As the market developed, IPCS providers “paid ‘site commissions’ to prisons and jails in exchange for contracts to operate at their facilities, and then passed along the cost … to incarcerated people and their families,” the public interest brief said. The groups also asked the court to address concerns that the FCC went too far to accommodate providers' interests.

“Though the Commission correctly relied on the ‘used and useful’ framework to examine which costs should be incorporated into its rate caps, the Commission’s application of that framework to incorporate certain costs in its lower and upper bounds was contrary to law and arbitrary and capricious,” the brief said.

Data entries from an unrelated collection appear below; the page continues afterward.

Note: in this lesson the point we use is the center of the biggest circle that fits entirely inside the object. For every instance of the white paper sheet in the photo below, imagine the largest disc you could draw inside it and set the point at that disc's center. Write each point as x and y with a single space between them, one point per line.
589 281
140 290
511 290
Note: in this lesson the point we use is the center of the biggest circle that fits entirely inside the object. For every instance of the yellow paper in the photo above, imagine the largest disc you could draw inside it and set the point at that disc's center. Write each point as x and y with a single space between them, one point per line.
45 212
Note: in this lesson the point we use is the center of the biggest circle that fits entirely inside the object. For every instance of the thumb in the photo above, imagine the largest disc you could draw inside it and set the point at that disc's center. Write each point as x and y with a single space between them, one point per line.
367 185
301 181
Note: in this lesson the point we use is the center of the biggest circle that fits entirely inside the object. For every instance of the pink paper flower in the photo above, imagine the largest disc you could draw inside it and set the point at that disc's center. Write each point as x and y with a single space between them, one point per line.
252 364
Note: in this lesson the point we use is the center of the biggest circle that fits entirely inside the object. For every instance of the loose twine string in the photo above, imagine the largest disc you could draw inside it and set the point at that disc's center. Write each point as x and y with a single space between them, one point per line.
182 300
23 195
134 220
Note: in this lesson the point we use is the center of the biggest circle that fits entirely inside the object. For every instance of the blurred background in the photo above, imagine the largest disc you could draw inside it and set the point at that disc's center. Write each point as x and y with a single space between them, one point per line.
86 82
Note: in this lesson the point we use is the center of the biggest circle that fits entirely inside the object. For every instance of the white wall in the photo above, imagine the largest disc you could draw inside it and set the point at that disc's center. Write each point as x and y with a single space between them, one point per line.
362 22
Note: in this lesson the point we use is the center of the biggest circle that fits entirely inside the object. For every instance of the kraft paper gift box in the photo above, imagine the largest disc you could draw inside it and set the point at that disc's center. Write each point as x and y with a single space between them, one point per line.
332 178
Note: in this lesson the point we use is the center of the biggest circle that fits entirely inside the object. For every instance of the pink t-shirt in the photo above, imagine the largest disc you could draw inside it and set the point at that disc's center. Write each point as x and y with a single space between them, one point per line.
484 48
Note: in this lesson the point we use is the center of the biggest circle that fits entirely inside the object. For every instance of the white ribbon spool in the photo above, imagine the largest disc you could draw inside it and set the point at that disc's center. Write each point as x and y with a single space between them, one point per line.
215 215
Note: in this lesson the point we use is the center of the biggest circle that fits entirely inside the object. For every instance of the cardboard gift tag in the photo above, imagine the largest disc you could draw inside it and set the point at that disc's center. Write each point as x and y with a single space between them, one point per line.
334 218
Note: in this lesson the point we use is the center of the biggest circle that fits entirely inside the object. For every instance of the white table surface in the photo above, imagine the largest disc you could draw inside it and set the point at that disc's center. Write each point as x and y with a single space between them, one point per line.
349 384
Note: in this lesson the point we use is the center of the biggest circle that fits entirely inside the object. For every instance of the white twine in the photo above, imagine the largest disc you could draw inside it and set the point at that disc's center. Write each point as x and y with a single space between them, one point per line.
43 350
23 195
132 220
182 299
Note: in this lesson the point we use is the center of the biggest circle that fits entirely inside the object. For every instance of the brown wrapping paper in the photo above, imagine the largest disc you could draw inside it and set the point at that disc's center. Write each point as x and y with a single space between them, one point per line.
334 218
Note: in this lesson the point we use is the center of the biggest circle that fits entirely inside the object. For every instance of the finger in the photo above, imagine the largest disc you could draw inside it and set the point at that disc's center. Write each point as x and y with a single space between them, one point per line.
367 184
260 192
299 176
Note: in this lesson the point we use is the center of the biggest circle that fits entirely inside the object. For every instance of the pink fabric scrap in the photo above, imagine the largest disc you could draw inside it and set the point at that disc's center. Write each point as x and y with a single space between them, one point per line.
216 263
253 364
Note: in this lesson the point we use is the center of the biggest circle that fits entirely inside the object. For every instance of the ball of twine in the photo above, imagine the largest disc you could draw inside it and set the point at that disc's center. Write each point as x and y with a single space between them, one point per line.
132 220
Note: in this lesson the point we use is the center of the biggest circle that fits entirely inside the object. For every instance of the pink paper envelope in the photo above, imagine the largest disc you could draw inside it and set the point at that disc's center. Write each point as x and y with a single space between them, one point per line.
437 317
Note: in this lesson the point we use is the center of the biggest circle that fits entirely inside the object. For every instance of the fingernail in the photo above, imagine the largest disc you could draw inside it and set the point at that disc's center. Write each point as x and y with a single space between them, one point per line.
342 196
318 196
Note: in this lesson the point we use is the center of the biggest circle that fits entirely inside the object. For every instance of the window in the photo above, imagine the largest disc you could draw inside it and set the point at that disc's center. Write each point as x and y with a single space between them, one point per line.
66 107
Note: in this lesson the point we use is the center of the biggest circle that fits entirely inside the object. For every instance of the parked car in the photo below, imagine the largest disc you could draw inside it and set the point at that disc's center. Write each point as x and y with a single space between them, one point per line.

In determining the lower bounds of costs, the FCC “unlawfully and unreasonably included safety and security costs in the form of ‘communications security services,’ but those costs predominantly serve law enforcement and surveillance purposes, and are therefore not ‘necessary’ to the provision of IPCS nor used and useful to IPCS consumer.”

IPCS providers Securus and Pay Tel countered that the rates the FCC allows are so low that one-third of providers won’t be able to recover their costs. “The FCC violated Congress’s command that the agency’s compensation plan ensures that ‘all’ IPCS providers are ‘fairly compensated,’” the companies said. The agency “interpreted ‘all’ to mean ‘efficient’ and erased the ‘fairly compensated’ requirement from the statute by concluding that just and reasonable rates necessarily provide fair compensation.”

The FCC “dramatically understates IPCS providers’ costs,” Securus and Pay Tel said. Its “conclusion that IPCS rates should not pay for [certain] safety and security measures does not make those costs disappear. A more accurate calculation would show that the rate caps place more than half of all providers underwater, including Securus.” The FCC also failed “to perform a mandatory task Congress assigned in the MWR Act: to identify which safety and security measures are ‘necessary to provide IPCS,” the brief said. “Skipping this step allowed the FCC to exclude recovery for many measures without having to confront the necessity of those measures.”

The National Sheriffs’ Association raised similar concerns, noting that the FCC violated the act's requirement that it “shall consider” the costs of needed safety and security measures. “The FCC improperly concluded that this statutory mandate did not require giving any ‘specific weight’ to such costs, effectively rendering Congress’s directive superfluous,” the sheriffs said. In addition, they said the FCC’s application of the “used and useful” framework to evaluate safety and security measures “is arbitrary and capricious.” That framework “was designed for traditional two-party telecommunications markets and fails to account for the unique three-party structure of the IPCS market, which includes correctional facilities as essential stakeholders.”